U.S. expected to withdraw from U.N. human rights council
The United States is expected to announce Tuesday that it will withdraw from the U.N. Human Rights Council, an entity it has long accused of being biased against Israel and giving a platform to rights-abusing governments, according to rights advocates with contacts in the Trump administration.
Secretary of State Mike Pompeo and U.S. Ambassador to the United Nations Nikki Haley are scheduled to publicly discuss the decision at 5 p.m. The announcement would come a day after the U.N.’s human rights chief, in a speech to the council, criticized President Donald Trump’s immigration policy decisions that have led his administration to separate families apprehended after entering the U.S. illegally.

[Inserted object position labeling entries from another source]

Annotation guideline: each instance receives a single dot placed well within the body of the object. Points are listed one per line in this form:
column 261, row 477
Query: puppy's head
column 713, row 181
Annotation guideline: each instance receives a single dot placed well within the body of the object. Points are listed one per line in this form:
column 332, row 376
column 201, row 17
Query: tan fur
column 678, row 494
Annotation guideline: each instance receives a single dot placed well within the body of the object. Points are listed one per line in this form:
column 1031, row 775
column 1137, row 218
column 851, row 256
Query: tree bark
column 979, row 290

It’s not clear whether the U.S. will quit the council in a way that means it will not cooperate with it in any form or whether it will continue to at least observe its sessions and engage in some of its investigations, the rights advocates said. Nevertheless, the move will add to concerns that the United States is, under Trump, retreating from its leading position as an international advocate for human rights.
The United States has long accused the council of being biased against Israel. It has also criticized the council for including in its membership governments that frequently abuse their citizens’ human rights, such as China and Saudi Arabia.

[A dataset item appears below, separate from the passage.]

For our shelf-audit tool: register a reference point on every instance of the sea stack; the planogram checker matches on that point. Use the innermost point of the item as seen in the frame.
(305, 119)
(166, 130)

The Trump administration first mulled quitting the council within weeks of the Republican president’s inauguration but decided to hold off in the hopes that it could push through reforms.
Kenneth Roth, the executive director of Human Rights Watch, criticized the expected withdrawal as a “sad reflection” of the Trump administration’s “one-dimensional human rights policy: defending Israeli abuses from criticism takes precedence above all else.”
“The U.N. Human Rights Council has played an important role in such countries as North Korea, Syria, Myanmar and South Sudan, but all Trump seems to care about is defending Israel,” Roth said.
Some activists acknowledge that the council has deficiencies, but they say a U.S. withdrawal won’t fix those problems.
“It’s a simple fact that when the United States sits on the council and applies its considerable influence, more of that body’s time is spent addressing the world’s worst human rights crises, with less of the body’s time spent disproportionately condemning Israel,” said Rob Berschinski, senior vice president for policy with Human Rights First.
The 47-member council has a number of powers, including the ability to establish panels that probe alleged human rights abuses. The council was established 12 years ago, replacing the U.N. Human Rights Commission. The commission had faced severe criticism because its members included countries with poor rights records that undercut its mission.
Under the presidency of George W. Bush, the United States declined to join the council, questioning how different it would be than the commission. But President Barack Obama decided it was a better idea to try to influence the council from the inside than from the sidelines, including by defending Israel against critical resolutions.